Us

(2019) *** 1/2 R
116 min. Universal Pictures. Director: Jordan Peele. Cast: Lupita Nyong'o, Winston Duke, Elisabeth Moss, Tim Heidecker.

/content/films/5152/1.jpgIn what will surely be the single most commonly cited moment of Us—Jordan Peele’s follow-up to the smash success Get Out—a dumbfounded American dad demands of psychopathic home invaders, “What are you people?” The answer? “We’re Americans.” It’s a punchline and a promise, of scary but satirical social commentary a la Get Out.

In its bluntness, the line may also be taken by some as an “Emperor’s New Clothes” moment for Peele, since Us isn’t quite built to sustain that kind of thematic weight. In interviews, Peele and others have tried to manage expectations by framing the movie as more of a straight-ahead horror movie than Get Out, which is accurate. But a big part of what makes Peele an ongoingly welcome genre director is his ambition (like, say, George Romero or David Cronenberg) to make a pop horror film that also sparks reflection on our existence and our society.

Even that title, Us, invites a reading as a comment on the U.S., although it primarily marks the film as a nightmare in which doppelgängers claim the real estate of terrified minds. In a dynamic performance already generating Oscar buzz, Lupita Nyong'o stars as Adelaide Wilson, a woman who only very reluctantly accompanies her family on a vacation to Santa Cruz, California. Her apprehension stems from an trauma in her youth, when she unaccountably encountered her own doppelgänger in a hall of mirrors at the Santa Cruz Beach Boardwalk. (This initial 1986-set sequence also allows Peele to geek out on a few ’80s references, including a nod to the Santa Cruz-set The Lost Boys.)

Adelaide’s fears prove founded when she, her husband Gabe (Winston Duke), and their children Zora (Shahadi Wright Joseph) and Jason (Evan Alex) find themselves staring down their evil twins. These are “the Tethered,” a doppelgänger conception so deeply unnerving it could conceivably launch a whole new craze in horror, as Night of the Living Dead ultimately did for zombies. Driven mad by exclusion and isolation, these shadow selves range from enraged to downright feral homicidal mania, and all they want is American life itself. Their deep-red jumpsuits and sandals say doomsday cult, but their shears say murderous home invaders.

The latter point explains why Us largely plays as a more stylish, sci-fi-tinged take on The Purge franchise, which inhabits similar thematic ground. Both play upon Americans’ guilt for their largely lucked-into plenty, and anxiety that we’re a class revolt away from having it all violently ripped from us. Capitalism means a dog-eat-dog world: for us to thrive, others must suffer, and but for the sheer randomness of the universe, it could be “us” on the other side of the looking glass.

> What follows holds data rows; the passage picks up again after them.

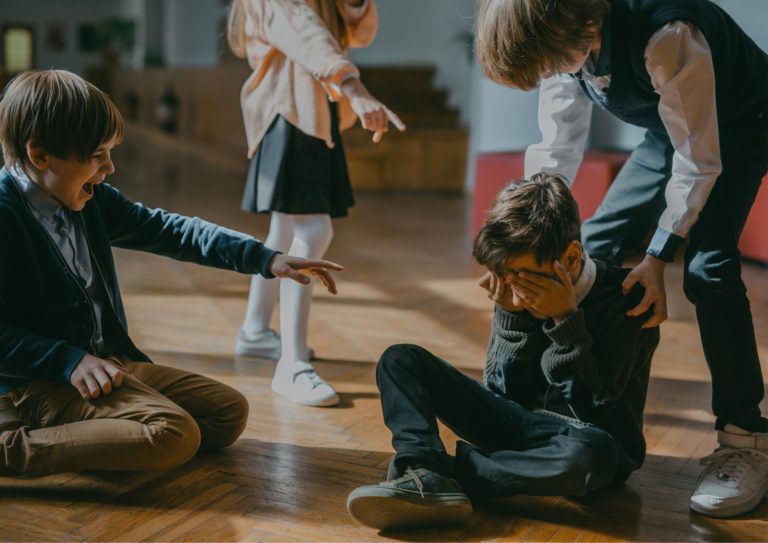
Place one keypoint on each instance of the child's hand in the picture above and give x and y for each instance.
(499, 292)
(373, 115)
(544, 296)
(650, 274)
(95, 376)
(299, 269)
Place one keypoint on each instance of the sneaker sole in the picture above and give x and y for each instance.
(243, 352)
(734, 509)
(328, 402)
(384, 509)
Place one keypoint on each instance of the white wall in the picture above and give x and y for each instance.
(39, 14)
(191, 32)
(433, 32)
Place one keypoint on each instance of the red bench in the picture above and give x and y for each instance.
(597, 172)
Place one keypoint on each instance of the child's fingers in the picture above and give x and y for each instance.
(562, 274)
(524, 292)
(523, 284)
(327, 279)
(395, 120)
(536, 280)
(327, 264)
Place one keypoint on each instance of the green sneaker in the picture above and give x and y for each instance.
(420, 498)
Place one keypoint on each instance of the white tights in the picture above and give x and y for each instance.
(306, 236)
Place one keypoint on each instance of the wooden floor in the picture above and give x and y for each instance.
(408, 279)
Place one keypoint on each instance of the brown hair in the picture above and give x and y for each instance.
(58, 110)
(330, 12)
(517, 41)
(538, 215)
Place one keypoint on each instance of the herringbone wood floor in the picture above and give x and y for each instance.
(408, 279)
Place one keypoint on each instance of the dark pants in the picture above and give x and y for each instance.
(712, 280)
(513, 449)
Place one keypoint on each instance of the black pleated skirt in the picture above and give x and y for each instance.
(298, 174)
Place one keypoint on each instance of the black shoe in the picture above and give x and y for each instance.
(9, 417)
(420, 498)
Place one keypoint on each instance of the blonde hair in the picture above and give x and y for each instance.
(329, 11)
(517, 41)
(58, 110)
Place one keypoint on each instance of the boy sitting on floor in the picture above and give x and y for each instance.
(566, 376)
(75, 392)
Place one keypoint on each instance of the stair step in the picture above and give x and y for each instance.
(404, 79)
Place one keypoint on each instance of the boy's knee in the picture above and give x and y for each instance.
(593, 461)
(402, 356)
(712, 274)
(228, 423)
(174, 439)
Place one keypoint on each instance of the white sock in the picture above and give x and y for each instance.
(263, 295)
(312, 235)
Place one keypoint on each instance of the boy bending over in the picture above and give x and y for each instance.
(561, 408)
(75, 392)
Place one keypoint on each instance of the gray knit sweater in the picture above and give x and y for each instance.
(593, 366)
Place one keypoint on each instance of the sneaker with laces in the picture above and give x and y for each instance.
(733, 482)
(266, 344)
(9, 416)
(304, 386)
(420, 498)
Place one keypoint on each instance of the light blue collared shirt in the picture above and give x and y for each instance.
(68, 235)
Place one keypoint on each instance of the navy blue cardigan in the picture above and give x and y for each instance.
(47, 322)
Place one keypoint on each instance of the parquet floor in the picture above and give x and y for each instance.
(408, 279)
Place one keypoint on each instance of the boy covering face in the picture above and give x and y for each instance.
(561, 407)
(686, 72)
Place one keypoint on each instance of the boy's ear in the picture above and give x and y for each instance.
(37, 156)
(572, 256)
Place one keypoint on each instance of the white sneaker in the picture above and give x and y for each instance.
(305, 386)
(266, 344)
(733, 482)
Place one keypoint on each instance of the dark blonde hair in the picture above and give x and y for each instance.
(538, 215)
(59, 111)
(517, 41)
(330, 12)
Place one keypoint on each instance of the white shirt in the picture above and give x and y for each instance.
(679, 62)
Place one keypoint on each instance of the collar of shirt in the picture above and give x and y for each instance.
(586, 279)
(602, 67)
(45, 207)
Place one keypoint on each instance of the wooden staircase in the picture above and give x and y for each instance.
(430, 155)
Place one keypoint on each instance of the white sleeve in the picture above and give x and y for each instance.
(679, 61)
(565, 115)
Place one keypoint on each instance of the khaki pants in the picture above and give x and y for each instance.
(158, 419)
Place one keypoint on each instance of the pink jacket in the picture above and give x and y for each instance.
(298, 65)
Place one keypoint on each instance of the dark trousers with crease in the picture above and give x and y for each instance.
(712, 277)
(511, 450)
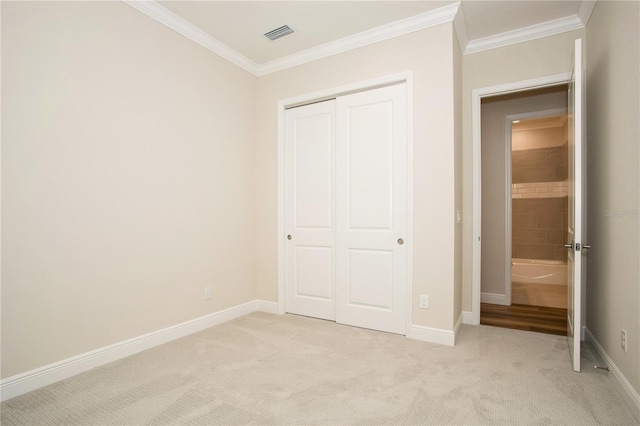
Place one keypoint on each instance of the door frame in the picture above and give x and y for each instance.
(476, 98)
(508, 184)
(283, 105)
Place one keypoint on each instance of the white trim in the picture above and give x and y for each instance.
(407, 79)
(266, 306)
(187, 29)
(494, 299)
(395, 29)
(585, 10)
(476, 97)
(622, 384)
(457, 327)
(532, 32)
(48, 374)
(432, 335)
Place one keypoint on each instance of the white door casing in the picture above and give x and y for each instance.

It’s precisely because Peele is taking on ideas this heady that Us manages to be almost equal parts thrillingly provocative and somehow a bit of a letdown. When Us finally gets semi-literal about what’s going on, the rushed exposition begs more questions than answers, and let’s face it, explanations work against the primal nightmare that makes Us horror to begin with. Peele’s messy stew of allusive ingredients and jokey allusions (shamans and wizards, white rabbits, Beach Boys vs. N.W.A.) can taste overwhelming, but it gives us a helluva lot more to chew on than a Halloween reboot.

Some will find Us’s creepouts and flourishes of psycho-killer insanity a bit self-conscious or overworked, but Nyong'o’s impressive dual performance goes a long way to making the scares work from both sides of the equation: scream queen and relentless monster. When Us reckons with who created that monster, it adds one more twist (of the shears) to Peele’s latest scary-funny-provocative trip into an American twilight zone. If “We’re Americans” leaps out as the obvious takeaway line, it’s the less obvious one that should resonate: when Zora drily complains, “I forgot: nobody cares about the end of the world.”